Muslim women will no longer be able to cover their faces as they take Canadian citizenship after the country’s immigration minister announced a ban on anyone wearing the niqab – the face veil – or burqa – full body and face covering – while taking the oath of citizenship.
He said that he had received complaints from citizenship judges who had claimed that it was difficult to ensure that individuals whose faces were covered were actually reciting the oath.
“They told me last month that it’s a fairly common problem. Every week, in every region of the country, we’re dealing with situations where applicants arrive with a veil on,” said Jason Kenney, the minister of citizenship and immigration. “Frankly, I found it bizarre that the rules allowed people to take the oath with a veil on.”
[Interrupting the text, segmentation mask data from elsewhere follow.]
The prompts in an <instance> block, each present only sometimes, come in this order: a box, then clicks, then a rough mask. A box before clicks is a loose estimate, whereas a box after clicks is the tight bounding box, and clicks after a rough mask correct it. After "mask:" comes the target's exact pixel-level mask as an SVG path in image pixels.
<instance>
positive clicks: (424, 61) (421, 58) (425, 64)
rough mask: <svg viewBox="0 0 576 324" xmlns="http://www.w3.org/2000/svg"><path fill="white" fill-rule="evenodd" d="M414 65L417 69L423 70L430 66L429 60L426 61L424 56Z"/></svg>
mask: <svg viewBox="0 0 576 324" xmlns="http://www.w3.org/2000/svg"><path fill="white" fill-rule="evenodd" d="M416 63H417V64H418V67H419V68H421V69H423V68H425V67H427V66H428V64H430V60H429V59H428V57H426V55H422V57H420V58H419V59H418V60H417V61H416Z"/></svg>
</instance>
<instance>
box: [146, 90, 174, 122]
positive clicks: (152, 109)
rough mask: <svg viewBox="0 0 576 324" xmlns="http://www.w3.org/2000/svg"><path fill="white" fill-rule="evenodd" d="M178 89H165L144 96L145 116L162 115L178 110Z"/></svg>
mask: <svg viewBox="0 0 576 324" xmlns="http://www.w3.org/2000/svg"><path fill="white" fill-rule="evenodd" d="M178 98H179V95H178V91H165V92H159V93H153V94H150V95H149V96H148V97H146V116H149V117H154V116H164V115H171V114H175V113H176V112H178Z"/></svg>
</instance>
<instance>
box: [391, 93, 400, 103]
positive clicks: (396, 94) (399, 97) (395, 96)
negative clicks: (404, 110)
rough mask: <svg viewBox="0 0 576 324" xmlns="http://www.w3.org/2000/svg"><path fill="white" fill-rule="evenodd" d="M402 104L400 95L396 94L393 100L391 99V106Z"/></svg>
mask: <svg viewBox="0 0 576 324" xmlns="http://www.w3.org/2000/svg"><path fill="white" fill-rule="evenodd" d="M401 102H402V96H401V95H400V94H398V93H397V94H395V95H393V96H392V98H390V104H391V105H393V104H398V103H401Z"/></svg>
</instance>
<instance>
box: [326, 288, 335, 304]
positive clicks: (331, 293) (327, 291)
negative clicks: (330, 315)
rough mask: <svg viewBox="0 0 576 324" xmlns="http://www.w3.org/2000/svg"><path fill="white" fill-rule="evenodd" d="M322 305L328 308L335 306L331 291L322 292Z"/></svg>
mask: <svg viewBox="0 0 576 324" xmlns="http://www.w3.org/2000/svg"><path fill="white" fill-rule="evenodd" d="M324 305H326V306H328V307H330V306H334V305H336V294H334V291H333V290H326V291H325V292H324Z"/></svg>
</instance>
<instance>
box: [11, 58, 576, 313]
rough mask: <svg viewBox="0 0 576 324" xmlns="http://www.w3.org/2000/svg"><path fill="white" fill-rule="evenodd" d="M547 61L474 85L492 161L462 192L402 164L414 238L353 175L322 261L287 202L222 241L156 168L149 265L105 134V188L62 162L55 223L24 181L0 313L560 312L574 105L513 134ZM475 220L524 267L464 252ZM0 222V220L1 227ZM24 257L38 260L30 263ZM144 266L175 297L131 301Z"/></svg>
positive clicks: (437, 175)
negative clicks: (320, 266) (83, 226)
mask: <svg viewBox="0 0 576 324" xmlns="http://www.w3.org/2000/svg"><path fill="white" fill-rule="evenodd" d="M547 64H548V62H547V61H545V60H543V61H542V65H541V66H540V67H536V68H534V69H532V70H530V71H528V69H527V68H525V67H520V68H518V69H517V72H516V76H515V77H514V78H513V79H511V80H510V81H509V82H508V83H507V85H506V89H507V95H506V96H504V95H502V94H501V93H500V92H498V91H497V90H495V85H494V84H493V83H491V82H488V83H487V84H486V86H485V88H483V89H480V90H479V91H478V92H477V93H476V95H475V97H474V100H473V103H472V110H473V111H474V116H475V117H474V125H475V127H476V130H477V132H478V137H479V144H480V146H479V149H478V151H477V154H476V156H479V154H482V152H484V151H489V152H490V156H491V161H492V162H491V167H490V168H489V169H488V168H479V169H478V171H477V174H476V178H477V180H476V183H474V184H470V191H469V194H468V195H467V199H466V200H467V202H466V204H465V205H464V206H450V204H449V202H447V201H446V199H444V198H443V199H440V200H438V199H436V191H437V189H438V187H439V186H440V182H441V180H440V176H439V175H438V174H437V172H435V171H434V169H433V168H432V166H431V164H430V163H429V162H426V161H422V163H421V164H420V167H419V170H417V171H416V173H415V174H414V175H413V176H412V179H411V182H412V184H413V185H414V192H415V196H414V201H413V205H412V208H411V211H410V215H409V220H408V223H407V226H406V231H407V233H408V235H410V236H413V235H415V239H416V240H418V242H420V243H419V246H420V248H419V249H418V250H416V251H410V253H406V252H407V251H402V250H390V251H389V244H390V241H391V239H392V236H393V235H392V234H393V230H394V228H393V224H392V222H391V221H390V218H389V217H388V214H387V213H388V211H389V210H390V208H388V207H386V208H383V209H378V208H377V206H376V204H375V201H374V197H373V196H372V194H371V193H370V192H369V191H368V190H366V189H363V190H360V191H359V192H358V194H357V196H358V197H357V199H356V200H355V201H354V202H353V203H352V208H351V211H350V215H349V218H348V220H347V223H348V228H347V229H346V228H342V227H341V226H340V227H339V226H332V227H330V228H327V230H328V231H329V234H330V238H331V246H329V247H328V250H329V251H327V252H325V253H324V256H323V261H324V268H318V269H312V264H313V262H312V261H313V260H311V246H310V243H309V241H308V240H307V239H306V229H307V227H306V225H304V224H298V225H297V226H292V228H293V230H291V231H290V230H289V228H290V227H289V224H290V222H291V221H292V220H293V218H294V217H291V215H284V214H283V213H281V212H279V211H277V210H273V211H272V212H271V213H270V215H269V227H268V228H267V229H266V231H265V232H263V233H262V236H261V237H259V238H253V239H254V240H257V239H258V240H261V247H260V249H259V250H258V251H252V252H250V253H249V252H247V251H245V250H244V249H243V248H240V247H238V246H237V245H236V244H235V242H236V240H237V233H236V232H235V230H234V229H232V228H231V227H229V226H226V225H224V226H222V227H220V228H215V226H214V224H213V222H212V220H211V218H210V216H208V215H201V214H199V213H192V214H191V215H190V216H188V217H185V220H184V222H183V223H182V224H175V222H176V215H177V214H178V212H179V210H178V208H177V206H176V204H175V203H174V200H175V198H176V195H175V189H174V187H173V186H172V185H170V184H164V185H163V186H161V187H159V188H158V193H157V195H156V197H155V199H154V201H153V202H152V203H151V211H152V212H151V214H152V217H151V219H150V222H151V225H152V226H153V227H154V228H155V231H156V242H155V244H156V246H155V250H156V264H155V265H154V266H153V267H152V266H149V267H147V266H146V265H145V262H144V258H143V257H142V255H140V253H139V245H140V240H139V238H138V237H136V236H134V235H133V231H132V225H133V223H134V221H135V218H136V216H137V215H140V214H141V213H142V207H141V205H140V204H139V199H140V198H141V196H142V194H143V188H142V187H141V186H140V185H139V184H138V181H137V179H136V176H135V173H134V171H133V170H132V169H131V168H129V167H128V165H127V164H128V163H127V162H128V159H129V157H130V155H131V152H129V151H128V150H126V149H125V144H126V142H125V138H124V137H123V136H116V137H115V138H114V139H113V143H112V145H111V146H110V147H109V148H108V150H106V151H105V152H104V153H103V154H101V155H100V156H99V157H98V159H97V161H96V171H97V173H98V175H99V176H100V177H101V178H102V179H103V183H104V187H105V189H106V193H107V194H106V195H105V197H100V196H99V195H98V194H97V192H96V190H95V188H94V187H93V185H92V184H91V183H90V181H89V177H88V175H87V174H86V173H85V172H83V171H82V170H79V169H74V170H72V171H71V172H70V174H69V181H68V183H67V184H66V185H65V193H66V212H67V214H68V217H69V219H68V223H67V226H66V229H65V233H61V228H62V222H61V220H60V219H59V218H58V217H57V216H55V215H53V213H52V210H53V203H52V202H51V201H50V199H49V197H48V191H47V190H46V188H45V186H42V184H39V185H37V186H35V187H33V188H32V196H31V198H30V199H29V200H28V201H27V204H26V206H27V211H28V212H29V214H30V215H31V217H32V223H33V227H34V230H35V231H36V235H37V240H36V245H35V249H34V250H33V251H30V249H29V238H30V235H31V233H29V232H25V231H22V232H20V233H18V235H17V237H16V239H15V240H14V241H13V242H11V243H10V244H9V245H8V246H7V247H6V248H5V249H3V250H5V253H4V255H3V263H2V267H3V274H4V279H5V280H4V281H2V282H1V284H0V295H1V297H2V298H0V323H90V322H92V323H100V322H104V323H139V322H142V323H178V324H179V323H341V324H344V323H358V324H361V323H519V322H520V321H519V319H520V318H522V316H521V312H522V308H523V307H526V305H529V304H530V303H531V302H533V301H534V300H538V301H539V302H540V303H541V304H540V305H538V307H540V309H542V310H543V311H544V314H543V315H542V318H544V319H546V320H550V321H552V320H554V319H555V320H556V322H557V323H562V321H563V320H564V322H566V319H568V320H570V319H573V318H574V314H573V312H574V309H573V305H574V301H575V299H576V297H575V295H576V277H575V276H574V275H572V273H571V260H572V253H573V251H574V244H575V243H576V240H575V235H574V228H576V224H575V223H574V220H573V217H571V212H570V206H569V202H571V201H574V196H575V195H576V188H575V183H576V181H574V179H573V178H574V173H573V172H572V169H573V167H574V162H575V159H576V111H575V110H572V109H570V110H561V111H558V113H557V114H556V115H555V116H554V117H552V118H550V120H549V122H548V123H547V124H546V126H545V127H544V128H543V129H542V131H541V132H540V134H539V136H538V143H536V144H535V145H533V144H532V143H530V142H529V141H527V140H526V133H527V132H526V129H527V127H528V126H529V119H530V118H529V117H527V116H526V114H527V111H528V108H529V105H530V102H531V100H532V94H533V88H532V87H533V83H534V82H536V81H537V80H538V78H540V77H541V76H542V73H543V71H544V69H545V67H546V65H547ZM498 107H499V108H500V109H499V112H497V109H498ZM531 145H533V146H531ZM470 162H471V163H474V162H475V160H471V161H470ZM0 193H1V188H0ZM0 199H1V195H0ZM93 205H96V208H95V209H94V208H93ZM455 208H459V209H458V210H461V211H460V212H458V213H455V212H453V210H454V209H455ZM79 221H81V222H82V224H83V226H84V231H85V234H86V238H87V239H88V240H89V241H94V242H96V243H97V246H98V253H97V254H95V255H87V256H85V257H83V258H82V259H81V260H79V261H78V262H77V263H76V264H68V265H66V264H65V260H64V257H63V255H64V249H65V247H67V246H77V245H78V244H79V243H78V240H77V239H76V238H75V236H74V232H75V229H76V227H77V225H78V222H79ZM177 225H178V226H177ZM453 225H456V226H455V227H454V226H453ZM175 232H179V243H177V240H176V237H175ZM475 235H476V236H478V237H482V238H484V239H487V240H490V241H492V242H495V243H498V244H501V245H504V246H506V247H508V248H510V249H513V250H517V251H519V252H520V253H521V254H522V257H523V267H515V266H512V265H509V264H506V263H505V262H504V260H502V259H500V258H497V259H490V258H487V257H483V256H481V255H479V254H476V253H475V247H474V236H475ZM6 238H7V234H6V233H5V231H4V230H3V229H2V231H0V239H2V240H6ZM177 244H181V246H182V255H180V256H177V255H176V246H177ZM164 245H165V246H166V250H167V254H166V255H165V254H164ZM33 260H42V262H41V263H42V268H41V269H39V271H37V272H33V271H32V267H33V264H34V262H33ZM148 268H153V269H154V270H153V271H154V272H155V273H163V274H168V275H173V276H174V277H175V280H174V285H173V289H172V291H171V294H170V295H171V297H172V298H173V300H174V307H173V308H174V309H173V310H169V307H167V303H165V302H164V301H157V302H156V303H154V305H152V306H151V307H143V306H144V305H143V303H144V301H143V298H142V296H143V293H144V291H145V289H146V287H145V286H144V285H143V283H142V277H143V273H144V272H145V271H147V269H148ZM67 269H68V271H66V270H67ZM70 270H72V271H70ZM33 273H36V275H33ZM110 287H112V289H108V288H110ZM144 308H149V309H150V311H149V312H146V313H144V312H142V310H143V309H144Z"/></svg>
He added that the move was also not simply a practical measure, saying: “It is a matter of deep principle that goes to the heart of our identity and our values of openness and equality.”
Kenney said the oath of citizenship has to be done freely and openly and under equal conditions.
The announcement was made in the French-speaking province of Quebec, where a law passed last year banned the wearing of any face cover while applying for government services in the province…
Canada’s supreme court last week also heard arguments in a case where a Muslim woman wants to testify while wearing a niqab, pitting her right of religious freedom against her alleged rapist’s right to face his accuser in the trial.
I admit to occasional episodes of frustration with both of the sides that form up to battle over questions like this one.
The simplest and most democratic way I’ve come to political decisions on the question – is that civil law, the practices decided necessary by common law of the land, take precedence over religious custom. Or any other custom, for that matter, that lies outside the boundaries of law accepted as binding upon the whole country.